Information requires shape and context to be useful. In order to be of value for an organization, data must be modeled.
Without context, data are merely random numbers or other bits of information. To gain context, the source and the potential uses of data must be understood. Also, the relationships between relevant data sets must be discerned and analyzed.
Data modeling is how developers place into context the large amount of information that is generated by any human endeavor – especially endeavors that are too complex to monitor and measure without a computer.
A data model often resembles a flow chart – a series of boxes containing sets of information and connected by lines that represent the relationships between the different data sets. Data modeling became a must when computers began to be integrated into human activity in the 20th century.

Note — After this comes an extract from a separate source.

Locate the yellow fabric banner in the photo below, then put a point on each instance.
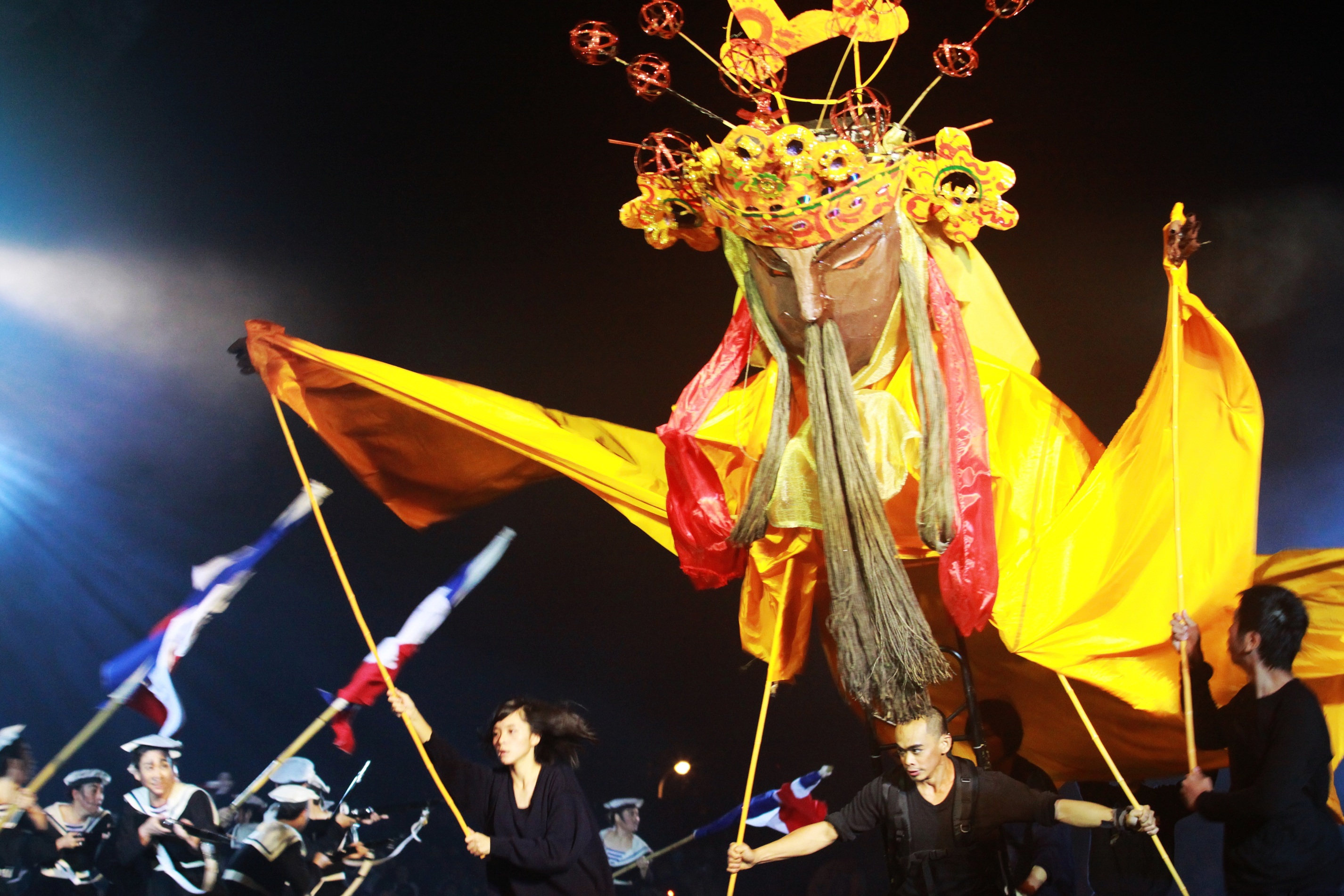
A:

A data model is a map that helps a developer understand how data sets are acquired, how they are stored, how they are related, how they are analyzed and how they are to be used.

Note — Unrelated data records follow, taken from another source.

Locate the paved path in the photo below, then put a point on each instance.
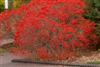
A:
(5, 61)
(6, 41)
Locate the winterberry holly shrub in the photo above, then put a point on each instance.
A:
(52, 29)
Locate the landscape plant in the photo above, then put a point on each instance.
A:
(50, 29)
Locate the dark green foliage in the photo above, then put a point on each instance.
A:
(1, 6)
(93, 13)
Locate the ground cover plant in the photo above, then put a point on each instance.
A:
(50, 29)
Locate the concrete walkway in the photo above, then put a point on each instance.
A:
(5, 61)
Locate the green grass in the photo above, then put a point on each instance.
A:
(94, 62)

Data models have evolved over the years to incorporate changing technology and the need for organizations to “scale” their operations to serve large populations. Any business professional should know the basics of data modeling, and this is especially true for those who choose to work in the field of data analytics.
It is a complex exercise, with a language all its own. Anyone who would make a profession of data analysis will need to become fluent in the language.
Here are just a few of the key definitions every data professional needs to know:
Aggregation – In terms of a DBMS (database management system), this is an aspect of the entity-relationship model that depicts the relationship between different sets of data. In an entity-relationship diagram, this is indicated by a dashed box drawn around the aggregation.
Analytical model – a data model that supports analytical functions using known mathematical formulae; often uses the star schema method of modeling.
Associations – the fundamental building block of a data model, showing the relationship between two pieces of data or two entities; an example is the relationship between a customer and a transaction.
Attributes – tags or characterizations that are used to distinguish elements of data; for example, attributes of a customer might be name and/or age.
Bachman diagram – a data model used primarily in computer software design; it shows network relationships through depictions of how data is stored by the system.
Conceptual data models – a model designed to depict the subject of the data without representing the internal details of physical data storage; it is, as the name suggests, a representation of a related collection of concepts.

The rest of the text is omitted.